Table Plans for Woodworking
A router table is a great
addition to any shop and I don't know what I'd do without mine. It lets you use
a wider range of bits and since the bit is stationary, you can make cuts that
you just can't do with a hand-held router.
Even though I've upgraded to a
router table with a cabinet base, a large top, and a fence with all the options,
I still have my first router table and use it as my "traveling" model. It's not
much to look at, but if you don't have a router table yet, it's simple to build
and will make a big difference in the work you can do with your router. It also
makes a great portable table, or for those times when you could use a second table
in your shop so you don't have to change the setup on your main router table.

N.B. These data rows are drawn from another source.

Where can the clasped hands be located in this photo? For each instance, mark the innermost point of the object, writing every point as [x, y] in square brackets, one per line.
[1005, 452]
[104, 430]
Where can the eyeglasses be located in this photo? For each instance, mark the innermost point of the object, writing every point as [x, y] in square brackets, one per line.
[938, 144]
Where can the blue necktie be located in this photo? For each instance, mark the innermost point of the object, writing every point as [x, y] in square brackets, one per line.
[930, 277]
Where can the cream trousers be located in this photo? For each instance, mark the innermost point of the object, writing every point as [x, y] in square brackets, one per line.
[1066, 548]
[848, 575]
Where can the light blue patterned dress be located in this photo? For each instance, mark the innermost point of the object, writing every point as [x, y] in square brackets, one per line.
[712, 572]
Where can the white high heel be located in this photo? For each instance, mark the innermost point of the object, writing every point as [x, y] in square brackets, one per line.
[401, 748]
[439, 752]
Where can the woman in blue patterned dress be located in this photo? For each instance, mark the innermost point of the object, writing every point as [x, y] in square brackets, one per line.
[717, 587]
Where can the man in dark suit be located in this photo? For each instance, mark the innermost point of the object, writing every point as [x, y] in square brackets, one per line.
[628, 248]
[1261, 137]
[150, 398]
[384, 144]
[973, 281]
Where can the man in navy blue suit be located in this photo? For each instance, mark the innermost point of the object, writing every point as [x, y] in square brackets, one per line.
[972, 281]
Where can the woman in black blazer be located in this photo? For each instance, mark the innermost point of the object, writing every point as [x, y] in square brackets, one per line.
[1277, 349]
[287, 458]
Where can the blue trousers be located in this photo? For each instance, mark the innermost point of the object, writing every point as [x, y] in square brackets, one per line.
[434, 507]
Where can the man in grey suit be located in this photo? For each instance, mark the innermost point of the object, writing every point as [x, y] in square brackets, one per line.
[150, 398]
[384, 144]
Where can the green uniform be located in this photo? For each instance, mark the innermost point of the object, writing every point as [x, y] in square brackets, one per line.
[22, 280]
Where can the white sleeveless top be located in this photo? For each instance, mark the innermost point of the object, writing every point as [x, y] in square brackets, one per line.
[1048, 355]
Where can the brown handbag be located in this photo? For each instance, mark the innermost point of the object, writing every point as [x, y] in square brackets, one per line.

Start with an 18" X 18" piece
of 3/4"-thick plywood (or MDF). Draw diagonal lines on the bottom surface from
corner to corner to locate the center of the table. Remove the baseplate from
your router, position it over the table's center and mark the location of the
mounting screw holes. Then drill out the center hole and drill holes for the mounting
screws. You'll want to countersink the screw holes on the top side so the screw
heads fit just below the table surface. (You'll probably need to buy some longer
screws to attach the router to the table.)

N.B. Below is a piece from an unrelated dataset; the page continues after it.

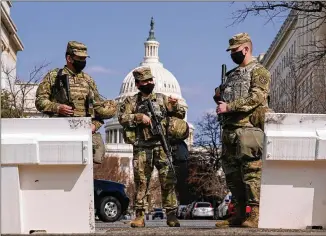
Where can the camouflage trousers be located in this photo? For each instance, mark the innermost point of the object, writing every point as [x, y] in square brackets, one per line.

The fence consists of a 1x3 face
and two 2x2 base pieces. Cut a 2"-wide X 1 1/2"-high notch in the face piece to
provide clearance around the bits. Attach the base pieces to the the face with
glue and screws.
To use the router table, clamp
the top to your workbench. You can also clamp the top to a pair of saw horses,
letting the router hang down between the horses. You position the fence and hold
it to the table with a clamp at each end.
The push block is wide
enough to hold work pieces square to the fence. When it gets chewed up, simply
remove the handle and screw it onto a new base.